Precisely because Artaud’s ideas are totally incarnated in Artaud’s life and personality, they make sense only in the context of his own experience, above all his own suffering [emphasis mine]. His rage and aggressiveness are, ultimately, merely poetic metaphors for his suffering and can only be understood as complementary to it. He had the right to utter those heart-rending screams of pain we can still hear in the last recording, because he suffered the pain from which they sprang. But that does not give others, who have not felt that pain, the justification to start uttering equally loud and strident cries [emphasis mine]. Without the suffering such screams are hollow, empty, superficial, and fake. And what is true of the screams is equally true of violent talk and violent action. The middle-class student revolutionaries of the Paris riots of May 1968 who used Artaud’s aggressiveness to power their own frustrations did not share these sufferings but merely exploited them for their own shallow ends and to provide cheap thrills for themselves [emphasis mine]. In that sense, they, not Jean-Louis Barrault, had stolen Artaud.

And as such, I’m not listening to nonsense such as “too many white people in this multicultural center” and other self-righteous, “we’re just trying to exist” twaddle. What a load of malarkey. Unless you’ve suffered like Antonin Artaud, shut up – you’re lucky. There’s not enough of Artaud – the real Artaud – in society.
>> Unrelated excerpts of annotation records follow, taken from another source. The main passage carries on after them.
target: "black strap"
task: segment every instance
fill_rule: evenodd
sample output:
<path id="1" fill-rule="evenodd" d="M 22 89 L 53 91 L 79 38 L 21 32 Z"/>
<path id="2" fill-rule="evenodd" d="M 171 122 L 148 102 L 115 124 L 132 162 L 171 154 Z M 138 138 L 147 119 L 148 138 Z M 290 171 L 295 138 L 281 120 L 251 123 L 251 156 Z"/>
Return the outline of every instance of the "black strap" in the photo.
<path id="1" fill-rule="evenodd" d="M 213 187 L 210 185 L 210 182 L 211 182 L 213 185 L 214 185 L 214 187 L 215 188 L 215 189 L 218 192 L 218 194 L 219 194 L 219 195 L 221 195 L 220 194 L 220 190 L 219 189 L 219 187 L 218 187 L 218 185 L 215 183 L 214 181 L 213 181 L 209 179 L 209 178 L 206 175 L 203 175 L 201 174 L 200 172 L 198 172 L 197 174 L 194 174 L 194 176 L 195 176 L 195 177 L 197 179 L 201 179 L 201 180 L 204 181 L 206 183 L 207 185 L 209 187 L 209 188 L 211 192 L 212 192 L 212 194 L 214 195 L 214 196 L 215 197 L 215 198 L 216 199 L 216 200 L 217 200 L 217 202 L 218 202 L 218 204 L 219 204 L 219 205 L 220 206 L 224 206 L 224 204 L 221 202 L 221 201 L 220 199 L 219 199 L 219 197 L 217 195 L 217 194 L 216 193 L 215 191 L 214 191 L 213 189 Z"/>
He would sneer at today’s Social Justice Warriors just as he sneered at Lise Deharme for her shallow, smug liberal activism and literary salons. Antonin Artaud today would angrily denounce both today’s liberal wokier-than-thou shallowness and Trumpian hyper-nationalism.

Antonin Artaud went around, touching people and inspiring them, who in turn inspired others to produce their own works. He inspired creative artists – Barrault, Jean Genet, David Tudor, Samuel Beckett, André Jolivet, Patti Smith, and many, many others – as original as himself. Unlike Andre Breton, who died not speaking to some of the most important friends of his life (Paul Eluard, Louis Aragon, Philippe Soupault), Artaud died alone yet surrounded by friends new and old who not only devoted to him, but devoted to each other. (I get into this in my final novel of the series.) He never forgot Genica Athanasiou and may in fact, through Roger Blin, have saved her life.

By their works may ye knew them. This, I think this (and will say this in the final novel) is the true genius of Artaud: he united people. Breton, the “woke” intellectual of his day who joined the Communist Party, divided people. Antonin Artaud was many things, including aloof, strange, cloying, self-effacing, selfish, vulnerable, conceited, self-accusing, arrogant and generous to a fault (he blew through his royalties mostly due to his generosity to his friends) and he was wrong about many things: a belief in magic (which he ultimately rejected), tortured by religious guilt (ditto) and revulsion of sexuality later in life, a rejection of science and medicine (yet he sought out the latest treatments, so this is complicated), and angry, bitter outbursts that I find more due to a wounded heart than real hatred or malice. But he also, unlike Andre Breton, created at the end of his life the “Artaud network” that would culminate in the rescue of the woman he never stopped loving: Genica Athanasiou.

*One outcome of this novel series is that Artaud and Geoff (me) have numerous conversations and arguments about science, which the real Artaud did not enter into.

**Artaud had a complicated relationship to medicine, since he constantly sought out doctors for advice and insisted upon trying new treatments, and used medical metaphors in his poetry.